Last week, News Corp deputy chairman Chase Carey claimed that the firm's 700p per share offer for Sky is "full and fair", despite the bid being swiftly rejected by Sky's board.
Sky's directors, led by deputy chairman Nicholas Ferguson, indicated that 800p was the minimum offer level to start serious negotiations.
The board's stance is also backed by the majority of Sky investors holding the 60.9% of the firm not already owned by Rupert Murdoch's News Corp.
Despite Carey's comments, the majority of analysts and experts believe that the firm will increase its offer for Sky to complete the deal, reports The Financial Times.
The current bid of 700p would involve News Corp paying £7.37 billion for the remaining Sky shares, valuing the company at £12.27bn. However, an offer of 800p would increase the firm's outlay to £8.43bn.
Stephen Adams, head of UK equities at Aegon Asset Management, said: "Our view is that an offer in excess of £8 is needed. All the key metrics you would look at in an independent business look better now than prior to the bid."
However, a source close to Sky said that the firm's non-executive directors could drive up the price so high that News Corp may seek other solutions.
"The non-execs have not even agreed on 800p as the price they would accept," the source said.
"It could be 830p before they would recommend a bid to shareholders and perhaps News couldn't afford that.
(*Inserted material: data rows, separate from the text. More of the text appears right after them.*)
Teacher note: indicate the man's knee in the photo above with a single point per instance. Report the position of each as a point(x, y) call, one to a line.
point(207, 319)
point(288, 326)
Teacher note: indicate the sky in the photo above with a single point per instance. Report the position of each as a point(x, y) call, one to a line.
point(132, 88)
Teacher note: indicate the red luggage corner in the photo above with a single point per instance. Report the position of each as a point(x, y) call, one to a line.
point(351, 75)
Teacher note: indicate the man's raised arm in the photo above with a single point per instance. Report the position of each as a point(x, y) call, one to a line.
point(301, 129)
They could go hostile."
There is also concern within Sky that some of the senior management team could look to leave rather than face a potential reduction in their independence under sole News Corp ownership.
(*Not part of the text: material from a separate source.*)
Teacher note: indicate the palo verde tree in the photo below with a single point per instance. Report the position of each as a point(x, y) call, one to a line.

A senior insider said: "Under Jeremy [Darroch, Sky's chief executive], there is a really good, collegiate feel to the place with everyone working to drive shareholder value, and that is simply not going to happen in the same way with News Corp making all the decisions. There will be people who leave."
A major Sky investor added: "I think executives leaving is not just a possibility, it is an inevitability. Perhaps this won't happen immediately but it is clearly a very different ownership model."
While haggling over price, Sky and News Corp have agreed to co-operate on tackling the regulatory issues around the deal at Brussels and London, which could take a year to complete.
Last month, Sky reported an 11% increase in revenue to £5.9 billion in the three months to June 30, with operating profit up 10% year-on-year to £855m.